Torture chambers? You mean the more than a dozen maintained by the villainous Shia taskmasters from Badr and Sciri? The ones where they drill holes into the skulls of Sunnis ONLY because they are Sunnis?

Is that your idea of free?

Writing in the Daily Telegraph (Australia) Sharon Churcher interviewed good ol Yankees.
Lynndie England, 21, a rail worker's daughter, comes from a trailer park in Fort Ashby, West Virginia, which locals proudly call "a backwoods world".

She faces a court martial, but at home she is toasted as a hero.

At the dingy Corner Club Saloon they think she has done nothing wrong.

"A lot of people here think they ought to just blow up the whole of Iraq," Colleen Kesner said.

"To the country boys here, if you're a different nationality, a different race, you're sub-human. That's the way girls like Lynndie are raised.

"Tormenting Iraqis, in her mind, would be no different from shooting a turkey. Every season here you're hunting something. Over there, they're hunting Iraqis."
Pathetic. Uncultured. Uncivilized. Uncouth. AND Evil.

These are our liberators. These are the people who comprise the US army, the US soldier pointing a gun at Iraqis day in and day out.

No wonder more than 100,000 Iraqis have died in this illegal invasion and occupation.

To the apologists calling me anti-American, try harder.
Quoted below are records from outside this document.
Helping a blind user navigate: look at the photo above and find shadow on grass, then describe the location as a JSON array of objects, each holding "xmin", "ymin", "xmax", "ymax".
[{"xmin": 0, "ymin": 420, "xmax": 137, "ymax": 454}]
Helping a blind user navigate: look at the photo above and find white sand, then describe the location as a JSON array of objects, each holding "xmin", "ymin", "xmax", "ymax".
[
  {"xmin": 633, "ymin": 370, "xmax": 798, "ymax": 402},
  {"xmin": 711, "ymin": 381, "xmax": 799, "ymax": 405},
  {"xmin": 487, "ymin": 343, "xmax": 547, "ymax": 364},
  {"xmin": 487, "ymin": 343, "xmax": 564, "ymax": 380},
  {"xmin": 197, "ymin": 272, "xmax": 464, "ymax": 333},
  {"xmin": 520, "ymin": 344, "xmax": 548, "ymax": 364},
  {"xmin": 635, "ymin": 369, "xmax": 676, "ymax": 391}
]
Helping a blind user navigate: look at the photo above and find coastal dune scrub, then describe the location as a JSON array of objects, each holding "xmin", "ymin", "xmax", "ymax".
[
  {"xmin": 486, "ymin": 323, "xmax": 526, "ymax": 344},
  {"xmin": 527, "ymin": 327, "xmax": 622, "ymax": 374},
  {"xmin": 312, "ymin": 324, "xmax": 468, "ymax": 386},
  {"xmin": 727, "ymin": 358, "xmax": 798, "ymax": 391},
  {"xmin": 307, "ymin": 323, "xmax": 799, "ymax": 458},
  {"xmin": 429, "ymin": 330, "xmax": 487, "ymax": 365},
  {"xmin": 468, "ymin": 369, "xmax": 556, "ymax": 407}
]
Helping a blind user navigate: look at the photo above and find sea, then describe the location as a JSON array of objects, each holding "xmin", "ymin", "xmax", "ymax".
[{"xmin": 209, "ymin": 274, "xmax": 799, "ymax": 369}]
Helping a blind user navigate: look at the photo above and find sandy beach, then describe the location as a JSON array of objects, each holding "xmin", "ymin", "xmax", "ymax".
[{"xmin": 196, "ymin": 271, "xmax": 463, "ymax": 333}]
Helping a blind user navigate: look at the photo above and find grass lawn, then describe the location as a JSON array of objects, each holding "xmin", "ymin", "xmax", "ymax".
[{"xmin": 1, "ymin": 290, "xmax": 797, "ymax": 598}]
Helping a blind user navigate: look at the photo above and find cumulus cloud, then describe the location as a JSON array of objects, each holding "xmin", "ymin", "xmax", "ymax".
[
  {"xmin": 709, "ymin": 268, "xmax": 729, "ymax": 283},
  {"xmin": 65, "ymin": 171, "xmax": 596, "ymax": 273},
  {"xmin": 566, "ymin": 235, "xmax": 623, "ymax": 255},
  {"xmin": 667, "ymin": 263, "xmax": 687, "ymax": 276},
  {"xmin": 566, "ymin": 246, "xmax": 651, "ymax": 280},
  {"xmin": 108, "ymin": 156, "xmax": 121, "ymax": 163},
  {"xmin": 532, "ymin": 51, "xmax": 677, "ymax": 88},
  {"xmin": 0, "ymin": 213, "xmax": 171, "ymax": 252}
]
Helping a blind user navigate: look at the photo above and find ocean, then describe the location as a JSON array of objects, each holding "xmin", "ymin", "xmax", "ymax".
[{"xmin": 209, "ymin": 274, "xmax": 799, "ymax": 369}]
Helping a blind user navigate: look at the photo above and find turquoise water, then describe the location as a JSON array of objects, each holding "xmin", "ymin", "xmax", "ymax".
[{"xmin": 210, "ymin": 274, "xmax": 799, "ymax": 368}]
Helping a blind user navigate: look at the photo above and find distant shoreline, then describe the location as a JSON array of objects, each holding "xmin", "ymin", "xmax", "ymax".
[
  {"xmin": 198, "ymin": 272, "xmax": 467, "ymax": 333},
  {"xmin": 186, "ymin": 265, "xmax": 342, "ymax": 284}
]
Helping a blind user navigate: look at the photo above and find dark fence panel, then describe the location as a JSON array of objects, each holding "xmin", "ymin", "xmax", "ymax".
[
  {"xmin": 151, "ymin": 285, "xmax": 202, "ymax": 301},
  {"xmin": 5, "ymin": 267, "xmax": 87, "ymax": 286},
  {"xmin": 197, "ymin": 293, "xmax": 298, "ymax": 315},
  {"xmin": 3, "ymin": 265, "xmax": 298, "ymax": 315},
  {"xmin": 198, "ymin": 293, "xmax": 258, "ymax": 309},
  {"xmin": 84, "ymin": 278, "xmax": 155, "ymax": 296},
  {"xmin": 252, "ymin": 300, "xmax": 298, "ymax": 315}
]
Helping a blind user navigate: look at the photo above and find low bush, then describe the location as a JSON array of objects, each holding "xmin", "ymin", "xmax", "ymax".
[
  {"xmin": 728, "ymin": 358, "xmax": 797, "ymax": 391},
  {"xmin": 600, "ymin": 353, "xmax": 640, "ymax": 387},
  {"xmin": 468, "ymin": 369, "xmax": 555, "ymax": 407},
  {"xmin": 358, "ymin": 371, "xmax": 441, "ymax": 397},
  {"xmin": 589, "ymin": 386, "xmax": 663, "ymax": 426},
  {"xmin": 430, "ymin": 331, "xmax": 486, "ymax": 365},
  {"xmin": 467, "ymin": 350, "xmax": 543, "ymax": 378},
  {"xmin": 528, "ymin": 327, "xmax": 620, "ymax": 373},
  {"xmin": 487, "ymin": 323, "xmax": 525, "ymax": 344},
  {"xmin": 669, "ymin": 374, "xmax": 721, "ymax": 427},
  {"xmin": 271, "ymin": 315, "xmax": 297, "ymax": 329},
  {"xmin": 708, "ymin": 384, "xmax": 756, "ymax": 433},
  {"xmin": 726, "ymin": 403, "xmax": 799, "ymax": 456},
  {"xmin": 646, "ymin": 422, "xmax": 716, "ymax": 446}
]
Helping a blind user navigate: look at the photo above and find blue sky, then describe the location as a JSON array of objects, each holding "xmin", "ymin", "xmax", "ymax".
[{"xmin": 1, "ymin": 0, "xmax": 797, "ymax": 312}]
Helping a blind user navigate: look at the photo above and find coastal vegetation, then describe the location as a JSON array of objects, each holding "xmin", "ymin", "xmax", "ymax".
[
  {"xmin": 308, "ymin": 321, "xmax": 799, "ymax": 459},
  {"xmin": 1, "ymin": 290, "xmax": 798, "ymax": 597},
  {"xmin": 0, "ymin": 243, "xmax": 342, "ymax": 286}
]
If someone questions the status quo, he is called anti this and anti that.

If you question Israel's Nazi policies against the Palestinians you are either a terrorist or anti-Semitic, or both.

If you question the policies of the US by revealing the unbearable truths about how it loves and begs to wage war on innocent nations, you are called anti-American.

I am sad to say, many have no idea, no inkling what a democracy means. What it demands of its free peoples it serves.

No. Democracy is voting or soiling your middle finger at the ballot.

Democracy is a terrible burden. It is magnificient in its promise and terrible in its abuse. It demands responsibility, it demands accountability.

Freedom's price is not waving a gun in some far off country you could never locate on a map. Freedom's price is that you are at once responsible and accountable for each and every action undertaken for, by, and of that democracy.

Democracy is education - learning the mistakes of the past, learning how democracy developed, learning of the free will of peoples to ensure their government serves them. And not vice versa.

Perhaps, CS Lewis said it best:
Of all tyrannies, a tyranny exercised for the good of its victims may be the most oppressive. It may be better to live under robber barons than under omnipotent moral busybodies. The robber baron's cruelty may sometimes sleep, his cupidity may at some point be satiated; but those who torment us for our own good will torment us without end, for they do so with the approval of their own conscience.

But perhaps, as applied to the US, economist/priest Edward Dowling's is more telling:
The two greatest obstacles to democracy in the United States are, first, the widespread delusion among the poor that we have a democracy, and second, the chronic terror among the rich, lest we get it.